CorpusPipeline#

class scikitplot.corpus.CorpusPipeline(chunker=None, filter_=None, embedding_engine=None, output_dir=None, export_format=ExportFormat.CSV, normalizer=None, enricher=None, default_language=None, progress_callback=None, reader_kwargs=None)[source]#

Orchestrates the full corpus ingestion pipeline.

Instantiate once, then call run (single file), run_batch (multiple files), or run_url (URL source) any number of times. The pipeline is stateless between calls; all configuration is set at construction time.

Parameters:

chunkerChunkerBase or None, optional

Chunker to inject into every reader. None yields one CorpusDocument per raw chunk. Default: None.

filter_FilterBase or None, optional

Filter applied after chunking. None uses DefaultFilter. Default: None.

embedding_engineEmbeddingEngine or None, optional

When provided, documents are embedded in batches after chunking/filtering. Embeddings are stored in embedding. Default: None (no embedding).

output_dirpathlib.Path or None, optional

Directory where exported files are written. When None, export is skipped unless output_path is supplied explicitly in a run call. Default: None.

export_formatExportFormat or None, optional

Default export format. Individual run calls can override. Default: CSV.

default_languagestr or None, optional

ISO 639-1 language code applied to all documents when the reader cannot detect language. Default: None.

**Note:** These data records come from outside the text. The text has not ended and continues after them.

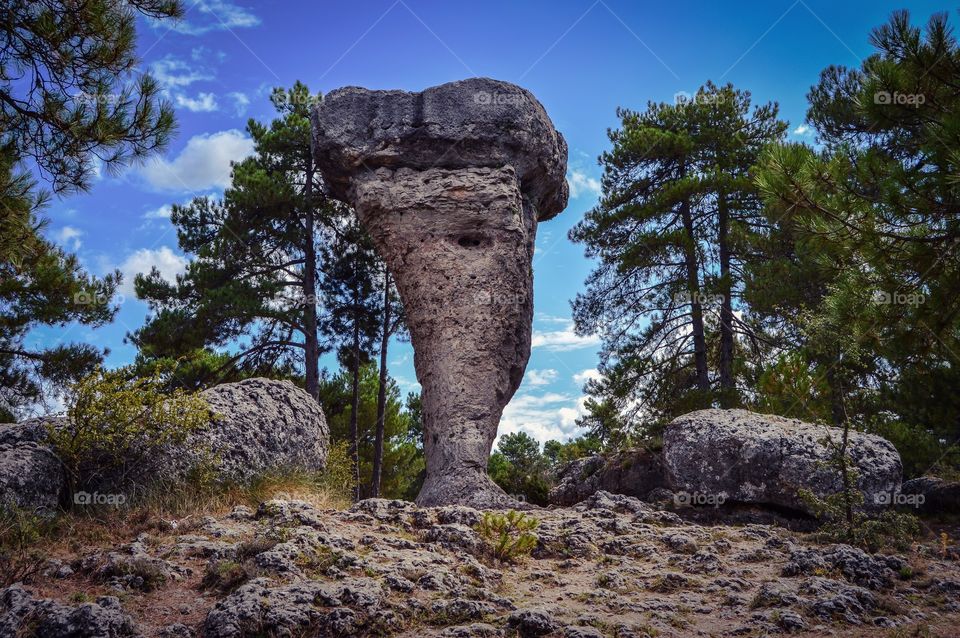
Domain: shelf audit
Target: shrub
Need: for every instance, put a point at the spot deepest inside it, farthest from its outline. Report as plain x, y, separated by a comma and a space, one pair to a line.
20, 530
509, 537
118, 423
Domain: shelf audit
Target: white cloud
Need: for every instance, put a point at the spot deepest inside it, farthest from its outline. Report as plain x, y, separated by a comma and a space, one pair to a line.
540, 377
210, 15
173, 73
582, 184
546, 318
590, 374
203, 103
543, 416
143, 260
69, 237
240, 102
563, 340
203, 164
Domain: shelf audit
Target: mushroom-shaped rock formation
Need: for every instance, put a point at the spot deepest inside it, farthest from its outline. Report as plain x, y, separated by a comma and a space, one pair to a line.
450, 183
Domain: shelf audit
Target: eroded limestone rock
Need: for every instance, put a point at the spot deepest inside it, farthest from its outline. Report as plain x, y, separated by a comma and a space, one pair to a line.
450, 183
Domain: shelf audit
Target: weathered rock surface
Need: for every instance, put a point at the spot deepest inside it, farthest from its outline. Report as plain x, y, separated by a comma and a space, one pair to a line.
23, 615
450, 183
758, 458
631, 472
31, 476
610, 566
938, 496
262, 425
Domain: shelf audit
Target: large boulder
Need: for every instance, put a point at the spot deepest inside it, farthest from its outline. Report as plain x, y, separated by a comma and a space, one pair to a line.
260, 425
632, 472
759, 458
23, 615
31, 476
931, 495
451, 183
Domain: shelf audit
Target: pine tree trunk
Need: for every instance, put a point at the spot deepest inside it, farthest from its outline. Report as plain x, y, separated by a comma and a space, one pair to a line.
693, 287
382, 388
726, 305
355, 404
311, 340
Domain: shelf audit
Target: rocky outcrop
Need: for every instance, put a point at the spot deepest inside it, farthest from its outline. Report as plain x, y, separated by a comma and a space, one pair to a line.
610, 566
23, 615
757, 458
31, 476
451, 183
261, 424
930, 495
631, 472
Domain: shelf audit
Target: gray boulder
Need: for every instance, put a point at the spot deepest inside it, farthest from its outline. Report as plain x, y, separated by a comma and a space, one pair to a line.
260, 425
936, 496
31, 476
759, 458
21, 615
451, 183
631, 472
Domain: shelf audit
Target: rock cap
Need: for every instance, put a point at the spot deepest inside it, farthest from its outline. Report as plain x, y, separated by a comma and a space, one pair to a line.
468, 123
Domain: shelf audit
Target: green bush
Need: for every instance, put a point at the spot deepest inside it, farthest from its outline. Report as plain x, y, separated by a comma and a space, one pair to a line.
509, 537
118, 423
20, 531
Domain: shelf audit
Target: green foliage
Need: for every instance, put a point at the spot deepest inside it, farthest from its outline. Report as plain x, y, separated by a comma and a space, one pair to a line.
509, 537
70, 94
119, 422
254, 275
520, 468
20, 530
666, 235
842, 519
403, 462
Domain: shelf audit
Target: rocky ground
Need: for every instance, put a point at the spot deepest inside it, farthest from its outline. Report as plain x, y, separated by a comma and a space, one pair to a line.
609, 566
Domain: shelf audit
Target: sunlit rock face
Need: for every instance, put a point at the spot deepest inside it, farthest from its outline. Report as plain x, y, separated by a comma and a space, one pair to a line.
451, 183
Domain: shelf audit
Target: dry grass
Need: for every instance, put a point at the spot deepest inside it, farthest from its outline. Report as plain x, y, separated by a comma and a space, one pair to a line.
177, 507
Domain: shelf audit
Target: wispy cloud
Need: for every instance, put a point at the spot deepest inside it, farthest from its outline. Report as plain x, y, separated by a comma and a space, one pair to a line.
582, 184
69, 237
540, 377
167, 262
204, 163
563, 340
211, 15
202, 103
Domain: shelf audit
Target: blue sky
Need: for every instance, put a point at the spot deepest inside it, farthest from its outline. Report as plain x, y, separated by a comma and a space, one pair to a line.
581, 58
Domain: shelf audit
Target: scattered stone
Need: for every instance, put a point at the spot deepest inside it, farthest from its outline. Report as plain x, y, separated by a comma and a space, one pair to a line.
756, 458
50, 619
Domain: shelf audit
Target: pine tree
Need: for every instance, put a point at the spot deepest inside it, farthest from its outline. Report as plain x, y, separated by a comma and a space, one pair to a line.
254, 273
667, 234
351, 318
69, 102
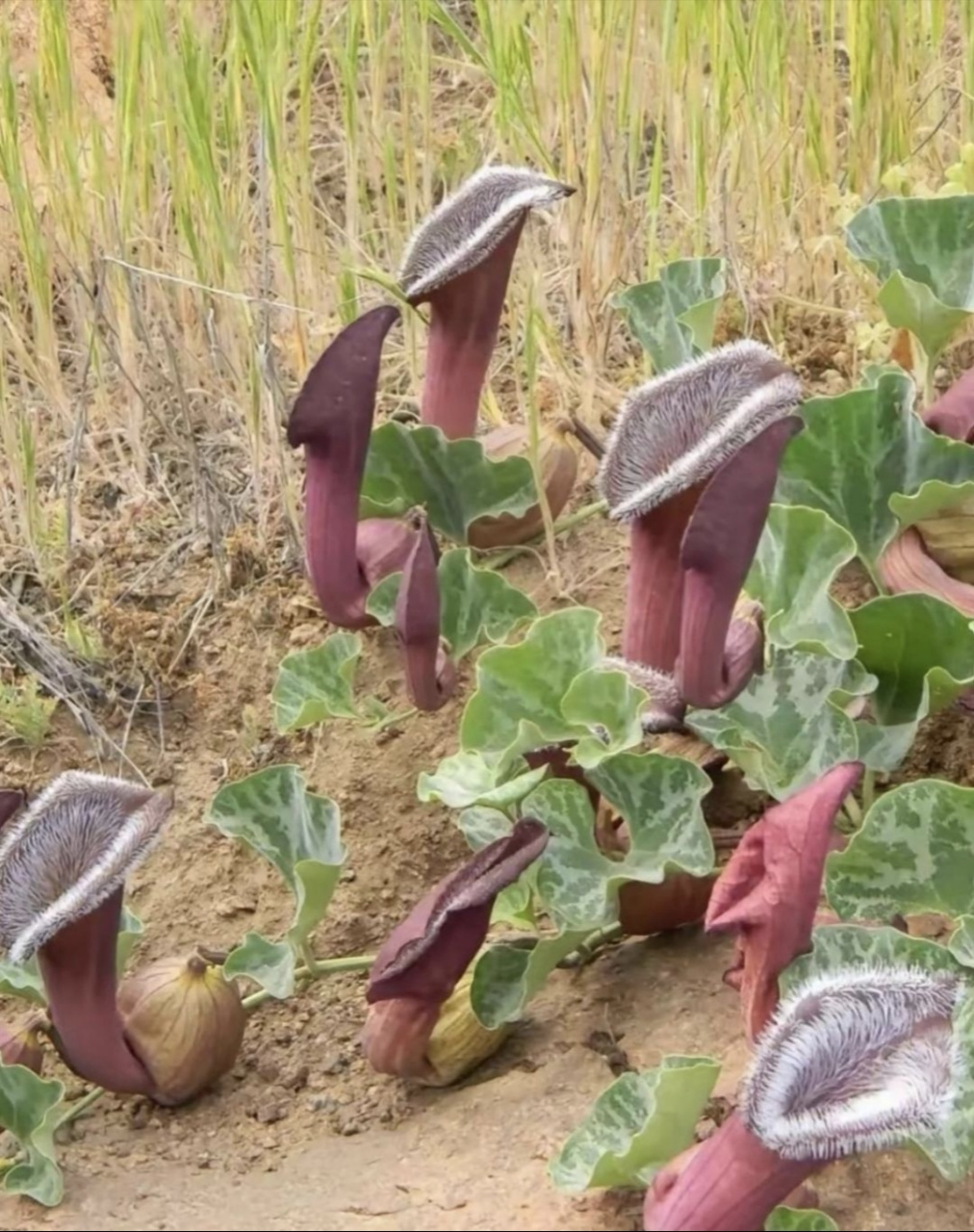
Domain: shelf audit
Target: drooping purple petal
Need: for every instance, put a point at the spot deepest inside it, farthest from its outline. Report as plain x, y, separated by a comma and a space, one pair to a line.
78, 966
770, 888
333, 418
63, 863
425, 955
430, 674
459, 263
717, 552
952, 414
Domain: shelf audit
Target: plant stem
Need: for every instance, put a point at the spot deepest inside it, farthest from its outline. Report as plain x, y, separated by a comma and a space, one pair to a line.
563, 524
591, 945
305, 973
79, 1105
868, 791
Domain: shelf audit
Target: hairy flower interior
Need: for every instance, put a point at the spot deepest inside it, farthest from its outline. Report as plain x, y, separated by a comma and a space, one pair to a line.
69, 850
679, 427
856, 1060
468, 225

progress_callbackcallable or None, optional

Called after each batch of documents is processed. Signature: (source: str, n_done: int, n_total_estimate: int) → None. n_total_estimate is -1 when the total is unknown. Default: None.

normalizerTextNormalizer or None, optional

When provided, normalized_text is populated on every document after chunking/filtering and before embedding. Insert between the filter and embedding stages to clean OCR noise, collapsed whitespace, ligatures, and other artefacts. Default: None (skip).

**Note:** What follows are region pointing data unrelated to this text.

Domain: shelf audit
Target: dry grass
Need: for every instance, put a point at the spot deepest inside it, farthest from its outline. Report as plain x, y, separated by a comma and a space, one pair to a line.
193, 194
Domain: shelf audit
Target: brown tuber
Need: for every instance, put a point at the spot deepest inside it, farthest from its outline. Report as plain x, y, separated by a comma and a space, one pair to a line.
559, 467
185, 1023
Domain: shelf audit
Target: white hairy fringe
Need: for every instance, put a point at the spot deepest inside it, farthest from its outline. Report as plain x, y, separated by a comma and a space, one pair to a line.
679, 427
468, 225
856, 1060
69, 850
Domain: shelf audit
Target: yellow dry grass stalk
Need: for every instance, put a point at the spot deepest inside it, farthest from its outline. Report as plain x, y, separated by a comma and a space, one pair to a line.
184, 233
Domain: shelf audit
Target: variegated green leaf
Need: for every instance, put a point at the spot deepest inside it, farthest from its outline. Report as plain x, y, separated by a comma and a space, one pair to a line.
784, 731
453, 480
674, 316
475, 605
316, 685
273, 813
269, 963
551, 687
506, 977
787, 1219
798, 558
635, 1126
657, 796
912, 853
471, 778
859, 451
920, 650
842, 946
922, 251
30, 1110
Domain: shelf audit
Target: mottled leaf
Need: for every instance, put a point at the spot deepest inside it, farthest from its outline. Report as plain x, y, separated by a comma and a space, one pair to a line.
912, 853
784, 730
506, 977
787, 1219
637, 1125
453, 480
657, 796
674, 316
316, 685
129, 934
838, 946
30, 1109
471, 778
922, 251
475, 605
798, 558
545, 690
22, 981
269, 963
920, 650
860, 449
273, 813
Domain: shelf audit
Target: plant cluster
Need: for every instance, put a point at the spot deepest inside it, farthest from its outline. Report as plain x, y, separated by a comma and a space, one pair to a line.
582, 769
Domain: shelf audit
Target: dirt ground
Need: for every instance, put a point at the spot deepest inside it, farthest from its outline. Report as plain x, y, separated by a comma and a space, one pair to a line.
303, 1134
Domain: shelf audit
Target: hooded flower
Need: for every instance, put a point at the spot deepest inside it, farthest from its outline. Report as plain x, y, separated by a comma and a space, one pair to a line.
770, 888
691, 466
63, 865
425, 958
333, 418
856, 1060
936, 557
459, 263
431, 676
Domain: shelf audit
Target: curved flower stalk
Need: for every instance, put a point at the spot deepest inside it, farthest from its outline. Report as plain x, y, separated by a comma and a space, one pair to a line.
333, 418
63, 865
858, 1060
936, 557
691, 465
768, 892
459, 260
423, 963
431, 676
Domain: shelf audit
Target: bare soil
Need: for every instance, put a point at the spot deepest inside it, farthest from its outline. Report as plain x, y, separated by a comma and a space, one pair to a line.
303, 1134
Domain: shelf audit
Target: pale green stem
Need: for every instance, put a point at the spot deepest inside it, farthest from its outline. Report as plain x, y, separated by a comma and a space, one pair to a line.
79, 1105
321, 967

enricherNLPEnricher or None, optional

When provided, NLP enrichment fields (tokens, lemmas, stems, keywords, and optional metadata such as pos_tags, ner_entities, sentence_count, char_count, type_token_ratio, token_scores) are populated on every document after normalisation and before embedding. Supports 200+ world languages via the language parameter of EnricherConfig. Default: None (skip).

default_languagestr or list[str] or None, optional

ISO 639-1 language code (or list of codes, or None) applied to all documents when the reader cannot detect language. Accepts ISO 639-1 two-letter codes ("en", "ar"), NLTK names ("english", "arabic"), lists (["en", "ar"]), or None (auto-detect per document via detect_script). Forwarded to the reader; the enricher uses its own language config when set. Default: None.

reader_kwargsdict or None, optional

Extra keyword arguments forwarded to every reader constructed by this pipeline — both create (used by run and run_batch) and from_url (used by run_url). Default: None.

Audio / video URL transcription — forward Whisper kwargs directly so run_url on an .mp3 URL transcribes it:

pipeline = CorpusPipeline(
    reader_kwargs={
        "transcribe": True,
        "whisper_model": "small",  # "tiny" / "base" / "medium" / "large"
    },
)
result = pipeline.run_url("https://archive.org/details/.../episode.mp3")

ZIP archive with per-extension overrides — when the source is a .zip file, reader_kwargs is forwarded to ZipReader. Pass a nested "reader_kwargs" key to control individual member types:

pipeline = CorpusPipeline(
    reader_kwargs={
        "reader_kwargs": {
            ".mp3": {"transcribe": True, "whisper_model": "small"},
            ".jpg": {"backend": "easyocr"},
        },
    },
)
result = pipeline.run(Path("WHO-EURO-2025.zip"))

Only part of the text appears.